The teens — members of green action group Eco-Teen Action Network, which was formed through a partnership of the Smithsonian Conservation Commons and Global Co Lab Network — pitched their idea last week to Brooke Oberwetter, Amazon’s head of community affairs.
The six students — representing high schools in D.C., Fairfax County and Arlington — are hoping to secure money for a pilot program because, they say, it is well aligned with some of the environmental goals advocated by Amazon leaders for its second headquarters, said Kayla Peale, a 16-year-old from Arlington’s Yorktown High School and one of the group’s leaders.
“We were able to meet with her and tell her how Amazon would fit into the picture,” Peale said. “She seemed pretty excited about it. She said she would go back to her team and get back to us in a few weeks.”
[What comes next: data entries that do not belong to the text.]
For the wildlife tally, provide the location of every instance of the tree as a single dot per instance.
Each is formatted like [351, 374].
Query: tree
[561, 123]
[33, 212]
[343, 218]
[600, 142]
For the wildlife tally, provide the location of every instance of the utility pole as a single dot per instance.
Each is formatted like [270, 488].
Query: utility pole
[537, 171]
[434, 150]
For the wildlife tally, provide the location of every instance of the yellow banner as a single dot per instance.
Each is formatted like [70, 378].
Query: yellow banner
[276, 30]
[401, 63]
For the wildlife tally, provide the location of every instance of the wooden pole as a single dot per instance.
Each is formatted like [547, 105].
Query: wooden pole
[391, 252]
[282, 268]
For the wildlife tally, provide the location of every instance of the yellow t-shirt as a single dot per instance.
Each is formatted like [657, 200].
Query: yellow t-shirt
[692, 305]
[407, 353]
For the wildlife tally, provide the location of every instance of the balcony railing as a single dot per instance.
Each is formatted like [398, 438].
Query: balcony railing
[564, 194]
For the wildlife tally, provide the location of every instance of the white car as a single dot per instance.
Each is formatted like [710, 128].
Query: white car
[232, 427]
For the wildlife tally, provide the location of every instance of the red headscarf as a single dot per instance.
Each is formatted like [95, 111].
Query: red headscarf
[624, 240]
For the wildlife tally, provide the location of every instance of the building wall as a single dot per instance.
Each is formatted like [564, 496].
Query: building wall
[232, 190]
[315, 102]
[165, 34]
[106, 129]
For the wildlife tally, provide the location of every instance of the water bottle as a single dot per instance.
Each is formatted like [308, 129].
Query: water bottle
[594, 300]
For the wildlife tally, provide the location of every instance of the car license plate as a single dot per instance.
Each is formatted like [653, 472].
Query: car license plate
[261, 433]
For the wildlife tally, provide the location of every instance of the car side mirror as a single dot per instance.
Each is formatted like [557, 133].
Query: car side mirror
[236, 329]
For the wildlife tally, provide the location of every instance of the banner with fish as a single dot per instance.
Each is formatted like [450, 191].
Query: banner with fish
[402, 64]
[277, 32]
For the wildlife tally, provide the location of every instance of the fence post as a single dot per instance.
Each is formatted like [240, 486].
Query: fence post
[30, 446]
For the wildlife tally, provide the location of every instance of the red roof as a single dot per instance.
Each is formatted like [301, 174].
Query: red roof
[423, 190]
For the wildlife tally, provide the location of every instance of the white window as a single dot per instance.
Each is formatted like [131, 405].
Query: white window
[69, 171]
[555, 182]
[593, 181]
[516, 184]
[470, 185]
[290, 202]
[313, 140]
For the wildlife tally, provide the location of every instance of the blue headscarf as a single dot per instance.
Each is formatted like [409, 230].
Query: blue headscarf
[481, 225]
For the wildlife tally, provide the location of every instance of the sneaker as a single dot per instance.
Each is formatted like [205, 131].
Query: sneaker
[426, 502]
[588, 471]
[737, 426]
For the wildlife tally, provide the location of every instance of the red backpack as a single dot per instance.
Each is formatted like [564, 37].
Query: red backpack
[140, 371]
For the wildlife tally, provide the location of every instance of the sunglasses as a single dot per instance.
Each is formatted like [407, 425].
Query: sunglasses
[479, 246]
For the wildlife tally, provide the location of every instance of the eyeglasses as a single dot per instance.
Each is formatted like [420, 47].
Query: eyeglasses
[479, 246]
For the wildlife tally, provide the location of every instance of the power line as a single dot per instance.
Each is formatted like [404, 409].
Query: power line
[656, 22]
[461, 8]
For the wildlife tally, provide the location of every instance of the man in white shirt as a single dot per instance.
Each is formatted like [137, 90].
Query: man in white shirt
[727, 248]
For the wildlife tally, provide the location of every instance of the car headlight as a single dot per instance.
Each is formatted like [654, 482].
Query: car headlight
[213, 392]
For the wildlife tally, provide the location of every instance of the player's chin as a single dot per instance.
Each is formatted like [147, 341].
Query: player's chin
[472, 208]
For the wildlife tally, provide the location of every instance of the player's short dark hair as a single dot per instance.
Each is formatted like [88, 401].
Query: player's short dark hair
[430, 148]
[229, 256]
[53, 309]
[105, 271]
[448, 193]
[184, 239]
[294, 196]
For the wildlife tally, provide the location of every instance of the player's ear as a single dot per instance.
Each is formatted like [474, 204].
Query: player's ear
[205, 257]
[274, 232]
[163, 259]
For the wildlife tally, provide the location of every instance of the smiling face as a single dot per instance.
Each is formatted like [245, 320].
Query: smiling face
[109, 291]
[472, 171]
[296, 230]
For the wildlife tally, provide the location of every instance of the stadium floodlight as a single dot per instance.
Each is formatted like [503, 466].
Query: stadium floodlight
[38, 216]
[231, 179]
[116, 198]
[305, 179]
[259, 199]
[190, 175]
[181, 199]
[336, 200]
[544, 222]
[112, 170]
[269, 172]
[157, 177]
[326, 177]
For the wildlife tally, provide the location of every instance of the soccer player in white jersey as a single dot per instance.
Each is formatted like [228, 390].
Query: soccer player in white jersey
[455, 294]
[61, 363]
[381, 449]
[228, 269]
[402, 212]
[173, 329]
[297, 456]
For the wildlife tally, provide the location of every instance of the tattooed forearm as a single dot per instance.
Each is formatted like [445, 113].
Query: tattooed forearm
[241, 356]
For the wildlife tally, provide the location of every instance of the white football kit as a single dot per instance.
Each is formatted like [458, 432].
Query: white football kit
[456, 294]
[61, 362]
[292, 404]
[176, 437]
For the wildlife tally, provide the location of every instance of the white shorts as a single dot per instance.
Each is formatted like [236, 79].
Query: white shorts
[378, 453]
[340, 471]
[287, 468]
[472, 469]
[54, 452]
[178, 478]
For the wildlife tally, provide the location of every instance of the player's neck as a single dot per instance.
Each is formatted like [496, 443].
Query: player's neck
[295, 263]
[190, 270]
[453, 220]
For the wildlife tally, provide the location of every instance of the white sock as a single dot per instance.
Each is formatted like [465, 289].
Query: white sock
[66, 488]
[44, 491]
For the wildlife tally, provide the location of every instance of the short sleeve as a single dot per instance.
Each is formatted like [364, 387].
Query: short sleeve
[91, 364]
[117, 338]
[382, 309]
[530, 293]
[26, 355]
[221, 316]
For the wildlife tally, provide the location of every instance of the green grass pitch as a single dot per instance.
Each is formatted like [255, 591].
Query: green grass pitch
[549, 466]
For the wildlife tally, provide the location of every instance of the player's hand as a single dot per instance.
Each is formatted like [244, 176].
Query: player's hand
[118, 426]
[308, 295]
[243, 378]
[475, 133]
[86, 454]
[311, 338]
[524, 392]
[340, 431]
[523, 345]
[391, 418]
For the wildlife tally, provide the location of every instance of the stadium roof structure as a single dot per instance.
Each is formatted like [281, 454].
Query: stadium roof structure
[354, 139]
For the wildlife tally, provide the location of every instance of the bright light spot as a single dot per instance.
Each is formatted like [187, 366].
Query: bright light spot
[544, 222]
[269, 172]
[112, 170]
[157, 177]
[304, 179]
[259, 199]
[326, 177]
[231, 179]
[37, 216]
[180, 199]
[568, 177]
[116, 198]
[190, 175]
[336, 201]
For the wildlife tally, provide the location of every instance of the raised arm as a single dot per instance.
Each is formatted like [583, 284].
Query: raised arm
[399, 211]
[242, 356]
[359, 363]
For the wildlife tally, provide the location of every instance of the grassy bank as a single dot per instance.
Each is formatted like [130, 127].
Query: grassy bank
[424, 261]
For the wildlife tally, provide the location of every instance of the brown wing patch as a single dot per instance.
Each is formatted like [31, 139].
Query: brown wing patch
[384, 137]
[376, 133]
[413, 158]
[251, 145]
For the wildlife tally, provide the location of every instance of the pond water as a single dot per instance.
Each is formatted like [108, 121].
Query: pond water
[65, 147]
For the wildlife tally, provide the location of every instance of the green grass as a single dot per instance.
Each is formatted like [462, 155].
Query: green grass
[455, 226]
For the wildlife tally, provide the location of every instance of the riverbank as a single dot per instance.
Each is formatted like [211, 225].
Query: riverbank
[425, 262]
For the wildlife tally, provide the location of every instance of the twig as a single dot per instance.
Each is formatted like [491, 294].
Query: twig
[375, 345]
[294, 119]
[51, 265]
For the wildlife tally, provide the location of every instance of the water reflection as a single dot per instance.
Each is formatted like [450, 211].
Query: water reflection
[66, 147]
The idea is that restaurants in National Landing — the branded name for the amorphous Arlington-Alexandria area that includes HQ2 and Virginia Tech’s $1 billion STEM campus — would replace their foam “clamshells” with fully reusable to-go boxes, according to one proposal submitted by the group. Once patrons are finished with their take out, they deposit the containers in special bins. The boxes would then be taken to a commercial kitchen to be washed and redistributed back to the restaurants.
It’s an idea that has seen some practice in West Coast cities, like Portland and San Francisco, with Go Box. The teens’ proposal suggests licensing Go Box technology and containers and hiring Plastic Tree, a small D.C. waste management company operating in nine District neighborhoods, to clean and distribute the containers.
In their pitch to Amazon, the proposal notes it would cost about $5,000 to license the Go Box app. It suggests paying the workforce that collects the containers $20 an hour — Amazon’s minimum wage is $15 — and paying the pilot manager between $50,000 and $60,000 a year.
The teens and their adult mentors, who were also on the call, see the Amazon campus area as a perfect fit for the bins, since executives have said HQ2’s internal cafeteria would only support about 25% of the company’s local workforce. That means many of its 25,000 anticipated employees would likely venture out into the community for lunch — perhaps bringing to-go containers back to the office.
Oberwetter said Amazon doesn’t discuss private meetings. The pitch has also gotten an audience with JBG Smith Properties (NYSE: JBGS), the Crystal City Business Improvement District and the Aurora Highlands Civic Association.
Amazon’s first two HQ2 towers, at Metropolitan Park, are expected to meet LEED Platinum standards. CEO Jeff Bezos, meanwhile, has committed $10 billion to fight climate change, while Amazon has pledged to be net zero carbon by 2040, a decade ahead of the Paris Climate Accord deadline.